Our survey confirmed as previously mentioned that female gender, a history of previous postoperative emetic sequel and a history of motion sickness as the most important risk factors as in APFEL score [13]. These items were also included in the risk score model of Palazzo Evans [7]. Obesity showed a minor effect on nausea in females [9].

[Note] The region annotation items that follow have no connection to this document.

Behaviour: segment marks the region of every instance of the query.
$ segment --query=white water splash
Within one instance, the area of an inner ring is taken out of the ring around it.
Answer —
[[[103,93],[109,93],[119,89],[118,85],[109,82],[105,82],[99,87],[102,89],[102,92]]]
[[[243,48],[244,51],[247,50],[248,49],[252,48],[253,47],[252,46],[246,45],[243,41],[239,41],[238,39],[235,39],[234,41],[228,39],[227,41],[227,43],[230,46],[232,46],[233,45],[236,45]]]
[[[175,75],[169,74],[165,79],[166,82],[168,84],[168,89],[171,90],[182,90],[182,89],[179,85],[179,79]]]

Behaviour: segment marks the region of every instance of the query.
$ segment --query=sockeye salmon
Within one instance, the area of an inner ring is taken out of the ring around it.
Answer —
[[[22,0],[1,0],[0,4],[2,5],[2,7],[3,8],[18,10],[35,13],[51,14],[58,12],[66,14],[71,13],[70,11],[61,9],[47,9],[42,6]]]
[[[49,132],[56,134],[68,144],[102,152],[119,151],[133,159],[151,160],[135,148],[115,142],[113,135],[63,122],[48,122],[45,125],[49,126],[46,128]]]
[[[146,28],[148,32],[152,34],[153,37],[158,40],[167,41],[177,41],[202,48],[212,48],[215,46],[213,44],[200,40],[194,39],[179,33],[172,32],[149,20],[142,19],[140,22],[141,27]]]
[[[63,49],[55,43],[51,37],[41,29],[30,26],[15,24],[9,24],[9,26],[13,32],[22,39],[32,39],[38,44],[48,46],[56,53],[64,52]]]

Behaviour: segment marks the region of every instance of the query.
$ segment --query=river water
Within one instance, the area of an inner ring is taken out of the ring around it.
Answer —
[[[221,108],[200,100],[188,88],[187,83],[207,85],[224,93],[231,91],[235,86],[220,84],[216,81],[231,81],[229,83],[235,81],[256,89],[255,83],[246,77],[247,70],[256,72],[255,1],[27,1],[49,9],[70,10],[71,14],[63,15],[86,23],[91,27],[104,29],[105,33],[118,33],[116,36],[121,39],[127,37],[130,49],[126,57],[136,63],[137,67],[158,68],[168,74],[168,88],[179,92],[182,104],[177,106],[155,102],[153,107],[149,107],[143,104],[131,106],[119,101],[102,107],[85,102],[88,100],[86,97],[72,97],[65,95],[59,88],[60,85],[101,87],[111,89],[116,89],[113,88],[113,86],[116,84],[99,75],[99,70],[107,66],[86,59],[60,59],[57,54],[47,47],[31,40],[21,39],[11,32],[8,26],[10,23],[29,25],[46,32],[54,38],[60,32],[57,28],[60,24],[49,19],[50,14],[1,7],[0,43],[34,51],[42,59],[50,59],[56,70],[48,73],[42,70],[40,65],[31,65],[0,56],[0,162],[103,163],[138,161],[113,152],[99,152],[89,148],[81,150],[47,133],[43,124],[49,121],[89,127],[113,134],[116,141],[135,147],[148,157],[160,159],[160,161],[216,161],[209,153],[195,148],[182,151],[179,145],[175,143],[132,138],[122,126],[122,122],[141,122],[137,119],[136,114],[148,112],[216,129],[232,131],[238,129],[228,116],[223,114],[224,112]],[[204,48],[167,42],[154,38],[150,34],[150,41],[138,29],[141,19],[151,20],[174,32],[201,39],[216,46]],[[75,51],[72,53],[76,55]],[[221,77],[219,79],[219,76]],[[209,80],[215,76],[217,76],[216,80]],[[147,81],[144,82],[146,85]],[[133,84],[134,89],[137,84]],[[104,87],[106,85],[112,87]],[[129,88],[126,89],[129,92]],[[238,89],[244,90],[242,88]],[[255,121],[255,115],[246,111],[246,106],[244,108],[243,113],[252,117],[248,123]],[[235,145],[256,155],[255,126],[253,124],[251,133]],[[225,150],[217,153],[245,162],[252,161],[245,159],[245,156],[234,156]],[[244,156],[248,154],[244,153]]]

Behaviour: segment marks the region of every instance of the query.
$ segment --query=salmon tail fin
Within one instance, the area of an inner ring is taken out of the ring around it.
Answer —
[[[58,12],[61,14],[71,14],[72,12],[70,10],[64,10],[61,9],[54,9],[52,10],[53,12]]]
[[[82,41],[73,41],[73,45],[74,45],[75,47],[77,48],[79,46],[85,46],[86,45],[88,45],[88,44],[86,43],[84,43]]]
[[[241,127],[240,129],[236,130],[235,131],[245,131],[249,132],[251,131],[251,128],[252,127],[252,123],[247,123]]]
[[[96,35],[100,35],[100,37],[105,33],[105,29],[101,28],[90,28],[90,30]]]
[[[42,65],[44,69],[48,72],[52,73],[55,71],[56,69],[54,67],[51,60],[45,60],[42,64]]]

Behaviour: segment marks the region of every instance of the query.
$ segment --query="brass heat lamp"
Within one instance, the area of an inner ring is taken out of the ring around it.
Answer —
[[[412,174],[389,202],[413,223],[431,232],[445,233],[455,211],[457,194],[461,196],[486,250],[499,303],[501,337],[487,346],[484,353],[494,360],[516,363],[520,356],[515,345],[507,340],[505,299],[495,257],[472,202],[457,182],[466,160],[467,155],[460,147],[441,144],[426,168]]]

Smokers had a decreased risk of nausea and vomiting, a fact also observed by Cohen et al [3]. This survey has enhanced our awareness of postoperative sickness and the raised the possibility of recognizing the patients at risk for nausea and vomiting pre-operatively could prevent or at least reduce these adverse symptoms. It would be desirable to have a mnemonic attached to the ‘ideal’ score, something like Abstinence from nicotine, Prior PONV, Female sex, Emesis while travelling, longer than 1 h surgery; as giving APFEL [13].